The Masonic Home Hospital Wing is a 2-1/2 story Neoclassical structure built of red-brown brick and trimmed with limestone. It is a rectangular building sitting on a raised basement, with a smooth limestone beltcourse separating the rusticated brick basement from the upper floors. Two-story brick piers with limestone capitals run up the walls, above which is a brick frieze and a massive dentilated cornice. The windows are one-over-ones sitting on limestone sills. The building originally had a projecting portico with four limestone Ionic columns spanning the entire front; at some point in the mid-20th century the portico was enclosed in brick, and a small two-story red brick extension was constructed.

===United States Post Office (233 N. State)===
The Post Office was constructed in 1937-38, part of the Federal relief programs in the Great Depression. It was built from a standard design originating in the office of Louis A. Simon, Supervising Architect of the Treasury, and was constructed by the James I. Barnes Construction Company of Mount Pleasant, Michigan. It is a single-story brick building with limestone trim and a central stone staircase.

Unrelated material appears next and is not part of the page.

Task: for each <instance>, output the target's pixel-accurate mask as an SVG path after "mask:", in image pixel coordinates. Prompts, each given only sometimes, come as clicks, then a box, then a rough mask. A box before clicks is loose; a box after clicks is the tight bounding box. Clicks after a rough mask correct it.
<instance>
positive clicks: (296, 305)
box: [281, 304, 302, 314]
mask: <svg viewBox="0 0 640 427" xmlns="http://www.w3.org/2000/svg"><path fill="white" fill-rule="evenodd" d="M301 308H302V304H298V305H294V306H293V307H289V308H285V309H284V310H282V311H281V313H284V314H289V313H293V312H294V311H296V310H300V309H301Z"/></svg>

===Masonic Temple / Central National Bank Building (301 N. State)===
The Masonic Temple was built in 1963 to house the Central National Bank of Alma on the first floor and the Masonic Temple on the second. It is a large square plan brick International Style building with a deeply recessed corner entryway. It is sited on a corner, and whitish brick piers separate both street facades into bays.